CHRIST STRICKEN
(Sacramental Service.)

Isaiah 53:8. For the transgression of my people was He stricken.

The general doctrine of the text is that of an expiation for sinners, made by an innocent victim substituted in their place. In the substitution of an innocent being to suffer in the room of the guilty (and especially such a being as Jesus Christ), and in pardoning and accepting the guilty into favour on that account, there appears a departure from all our common ideas of justice and propriety, &c. We have no disposition to diminish this singularity. It stands alone. But we certainly shall fail of the just and real essence of the Christian religion in our hearts, if we do not have faith in this expiation; and if our minds cannot compass the whole amazing matter, we may hope at least to have some gleams of illumination, like the lightning’s flash on the dark bosom of the storm. Let us see:
I. The wonder of this punishment for sin laid upon an innocent and Divine Being accords with our best conceptions of God. The most just conception of God that we have ever had is that of an incomprehensible Being. The high wonder of this expiation agrees with the infinitude of God. A suffering Christ is an infinite wonder; and, therefore, the wonder of the doctrine of an expiation for sinners by the sufferings of the innocent, instead of being a reason for our incredulity, is really a reason for our faith. The innocence, the person, and the expiation of the Victim, all accord with the incomprehensible God, &c. Be yond us, and peculiar in everything else, He is beyond us and peculiar in the great atonement.
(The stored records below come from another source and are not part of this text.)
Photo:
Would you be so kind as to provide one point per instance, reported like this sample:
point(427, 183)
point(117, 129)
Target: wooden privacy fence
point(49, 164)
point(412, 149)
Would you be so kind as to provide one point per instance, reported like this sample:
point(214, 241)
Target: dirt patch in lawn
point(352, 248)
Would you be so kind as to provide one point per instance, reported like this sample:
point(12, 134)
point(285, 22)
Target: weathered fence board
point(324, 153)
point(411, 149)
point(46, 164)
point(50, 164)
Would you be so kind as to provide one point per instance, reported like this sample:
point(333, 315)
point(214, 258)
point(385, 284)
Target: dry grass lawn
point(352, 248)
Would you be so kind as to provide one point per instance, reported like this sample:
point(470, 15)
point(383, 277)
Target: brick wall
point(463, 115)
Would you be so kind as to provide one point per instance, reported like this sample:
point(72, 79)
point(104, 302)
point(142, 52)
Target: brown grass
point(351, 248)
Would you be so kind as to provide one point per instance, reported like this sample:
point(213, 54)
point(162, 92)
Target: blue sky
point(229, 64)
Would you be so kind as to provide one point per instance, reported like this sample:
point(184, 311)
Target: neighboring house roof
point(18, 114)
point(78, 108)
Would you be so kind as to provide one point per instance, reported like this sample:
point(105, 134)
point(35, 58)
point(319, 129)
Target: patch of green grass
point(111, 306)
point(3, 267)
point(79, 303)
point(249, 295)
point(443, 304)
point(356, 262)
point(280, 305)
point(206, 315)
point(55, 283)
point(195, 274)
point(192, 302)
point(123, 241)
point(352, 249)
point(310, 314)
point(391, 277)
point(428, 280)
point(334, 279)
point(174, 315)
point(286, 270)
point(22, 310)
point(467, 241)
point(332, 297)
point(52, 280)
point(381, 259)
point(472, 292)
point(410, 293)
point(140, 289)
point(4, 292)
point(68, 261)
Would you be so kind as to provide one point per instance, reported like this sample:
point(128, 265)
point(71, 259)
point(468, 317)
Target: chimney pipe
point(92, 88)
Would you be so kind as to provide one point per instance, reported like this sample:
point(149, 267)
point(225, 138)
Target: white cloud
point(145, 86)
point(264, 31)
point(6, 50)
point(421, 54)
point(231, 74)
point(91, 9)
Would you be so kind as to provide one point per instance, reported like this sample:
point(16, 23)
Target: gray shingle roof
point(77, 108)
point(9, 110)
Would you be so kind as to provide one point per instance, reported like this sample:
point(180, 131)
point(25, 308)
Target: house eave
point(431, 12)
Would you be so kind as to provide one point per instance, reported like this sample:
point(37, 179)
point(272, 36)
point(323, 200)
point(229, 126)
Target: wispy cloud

II. Our God has different modes of giving intimations of Himself. We cannot learn all that we are able to know of Him in any one spot, or by any one transaction. To lead us on He has employed grades, and built one scaffolding above another. There is matter which came from nothing at His bidding; and in this world we may learn something of His control over matter. We may lift our eyes beyond this world, and as we look out upon the stars, we may add to our knowledge of God’s government over material things. Beyond matter is mind. Beyond mere intelligence there is a kingdom of sensibilities. Still beyond there is a moral kingdom. The world of grace is still higher. Redemption—the salvation of sinners—is not a matter of mere creation, or mere government or recovery from ruin merely; it is a matter of mercy to the sinning and the punishment of sin. This matter evidently lies beyond all others. “Stricken for my people” is just the amazing thing which the rising gradations of the revelations of God demand.
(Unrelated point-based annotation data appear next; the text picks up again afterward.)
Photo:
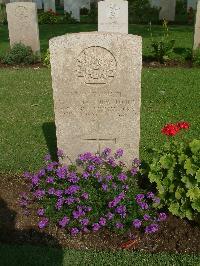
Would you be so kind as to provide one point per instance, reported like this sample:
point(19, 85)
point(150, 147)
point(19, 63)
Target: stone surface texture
point(97, 92)
point(113, 16)
point(23, 24)
point(168, 10)
point(197, 28)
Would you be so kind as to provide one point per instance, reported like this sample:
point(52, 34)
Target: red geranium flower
point(183, 125)
point(170, 129)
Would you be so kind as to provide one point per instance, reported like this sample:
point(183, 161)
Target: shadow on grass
point(49, 130)
point(25, 247)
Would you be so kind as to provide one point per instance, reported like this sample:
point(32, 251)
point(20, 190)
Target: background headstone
point(113, 16)
point(49, 5)
point(97, 92)
point(197, 28)
point(168, 10)
point(23, 24)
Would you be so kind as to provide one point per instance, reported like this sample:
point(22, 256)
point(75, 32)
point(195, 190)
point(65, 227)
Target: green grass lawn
point(182, 34)
point(27, 118)
point(37, 256)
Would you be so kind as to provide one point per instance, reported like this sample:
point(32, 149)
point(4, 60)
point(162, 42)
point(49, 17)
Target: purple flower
point(111, 161)
point(119, 225)
point(162, 217)
point(70, 200)
point(85, 175)
point(134, 171)
point(41, 212)
point(137, 223)
point(41, 173)
point(137, 162)
point(64, 221)
point(122, 177)
point(74, 231)
point(47, 157)
point(121, 209)
point(150, 195)
point(72, 189)
point(35, 180)
point(78, 213)
point(146, 217)
point(58, 192)
point(51, 191)
point(84, 222)
point(60, 153)
point(73, 178)
point(96, 227)
point(102, 221)
point(104, 187)
point(139, 197)
point(108, 177)
point(91, 168)
point(156, 200)
point(39, 193)
point(59, 203)
point(27, 175)
point(106, 152)
point(119, 153)
point(61, 172)
point(50, 180)
point(43, 223)
point(152, 228)
point(85, 156)
point(85, 196)
point(110, 215)
point(143, 205)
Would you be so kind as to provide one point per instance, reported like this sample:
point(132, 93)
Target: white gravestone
point(96, 81)
point(168, 10)
point(113, 16)
point(23, 24)
point(197, 28)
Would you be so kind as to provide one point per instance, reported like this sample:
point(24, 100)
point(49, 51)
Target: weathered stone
point(113, 16)
point(168, 10)
point(197, 28)
point(97, 85)
point(192, 4)
point(23, 24)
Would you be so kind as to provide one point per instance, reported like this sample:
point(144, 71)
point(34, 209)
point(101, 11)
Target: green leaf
point(195, 146)
point(193, 193)
point(167, 161)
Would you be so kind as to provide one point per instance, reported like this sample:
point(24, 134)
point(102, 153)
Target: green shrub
point(20, 54)
point(46, 59)
point(3, 17)
point(140, 11)
point(48, 17)
point(164, 47)
point(175, 170)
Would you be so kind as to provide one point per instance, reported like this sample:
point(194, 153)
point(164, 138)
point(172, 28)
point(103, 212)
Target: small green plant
point(20, 54)
point(175, 170)
point(3, 17)
point(162, 48)
point(46, 59)
point(93, 193)
point(49, 17)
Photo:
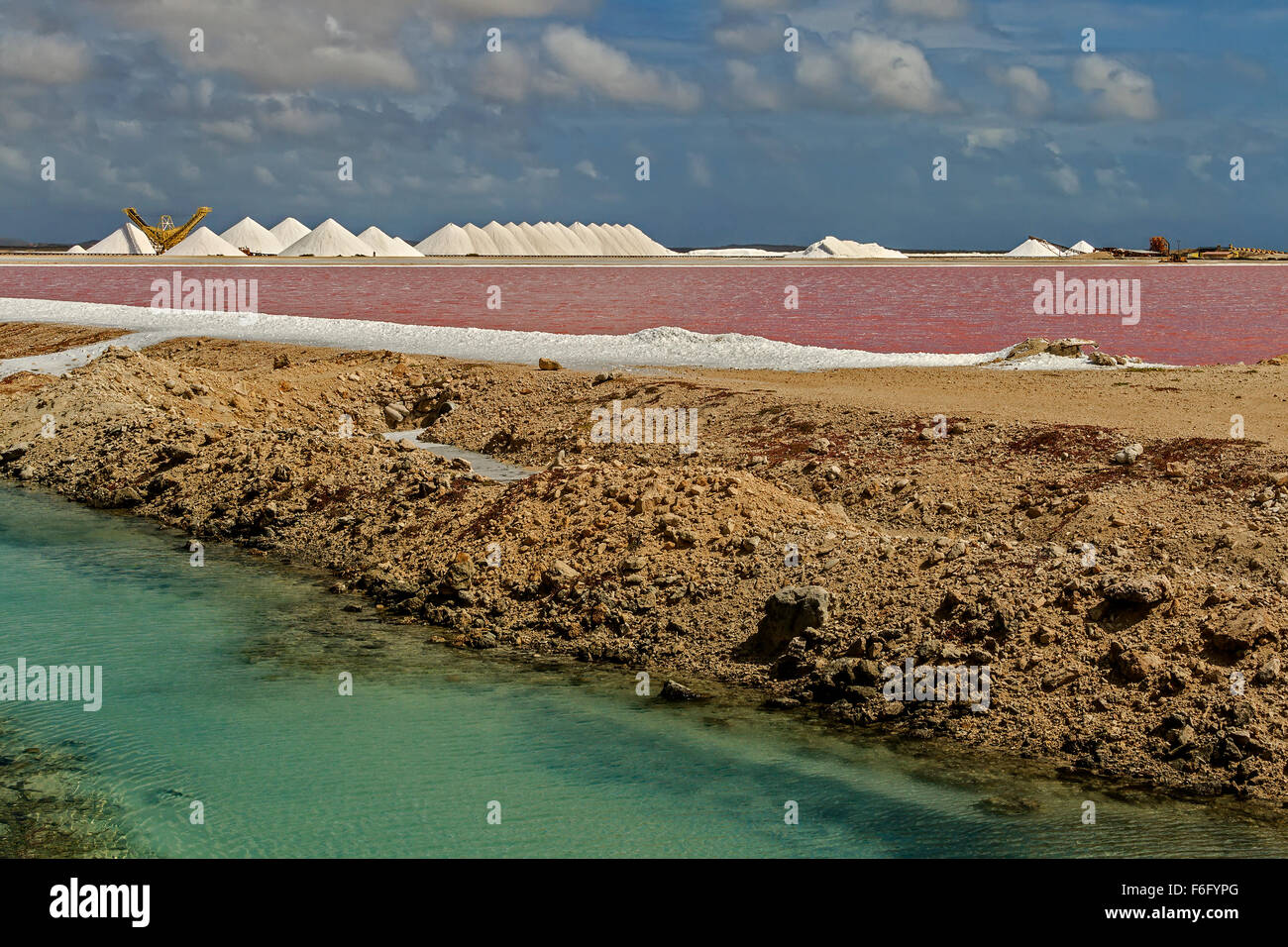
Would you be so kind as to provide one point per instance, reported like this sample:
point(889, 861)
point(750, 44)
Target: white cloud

III. The mystery, the wonder of this redemption of sinners, bystripeslaid on Christ, accords with us, as well as it accords with God. We are sinners. See what sin hath done. Some symbols of its mischief are visible. It blasted paradise, &c.! Sin has broken up our relations with God. Our Creator, our final Judge, is against us! The law which sin has broken is God’s law—the law for the immortal spirit—the law for eternity to come! Eternity! The mind staggers under the weight of that idea. To last on for ever, a sinner cut off from God, and no more at peace with myself than with Him; to feel eternally the gnawings of “the worm that dieth not” and the wrath of God! Sooner come annihilation! Now, in the presence of these wants, this sin which has no analogy, which has broken up our peace relations with God, this conscience, these agonies of a fearing spirit, and this dreadful eternity—what shall God do for us? What do we want Him to do? Just what He has done. We want Him to meet our infinite fears with His infinite offers, our worst foes with His ineffable grace; to show us while we stand trembling before His justice, that something has been done which that justice cannot find fault with—something which shall wave the peace-branch over the door into eternity! He has done it. It is His own work, on His own authority, like Him, and just because it has such wonders about it as the innocence and mysterious person of a suffering Christ, our faith can trust it. Where we most fear, God is most wonderful. The excellence and the innocence of the sacrifice as the ground of our peace, shows us that the august redemption perfectly assorts with the ineffable woes and wants of our sinful condition.

4. The uses we ought to make of this subject are not trivial. There are those who have no living faith in this atonement, and who will not come to the memorial of it. Why? Simply because of two things.

(1.) They have low and grovelling ideas of God—ideas very much confined to His earthly things and His natural attributes.
(2.) They do not justly realise their condition and necessities as sinners. If men have inadequate notions of God, they will have inadequate notions of sin. If they have inadequate notions of sin, they will have inadequate notions of Christ; and then there will be nothing seen in their condition to drive them, and nothing in His character to draw them, to His infinite sacrifice. If they had anything like a just idea of what it is to be a sinner, they would look to the sacrifice of Christ with amazing gladness and gratitude.—Ichabod S. Spencer, D.D.: Sermons, vol. ii. pp. 412–431.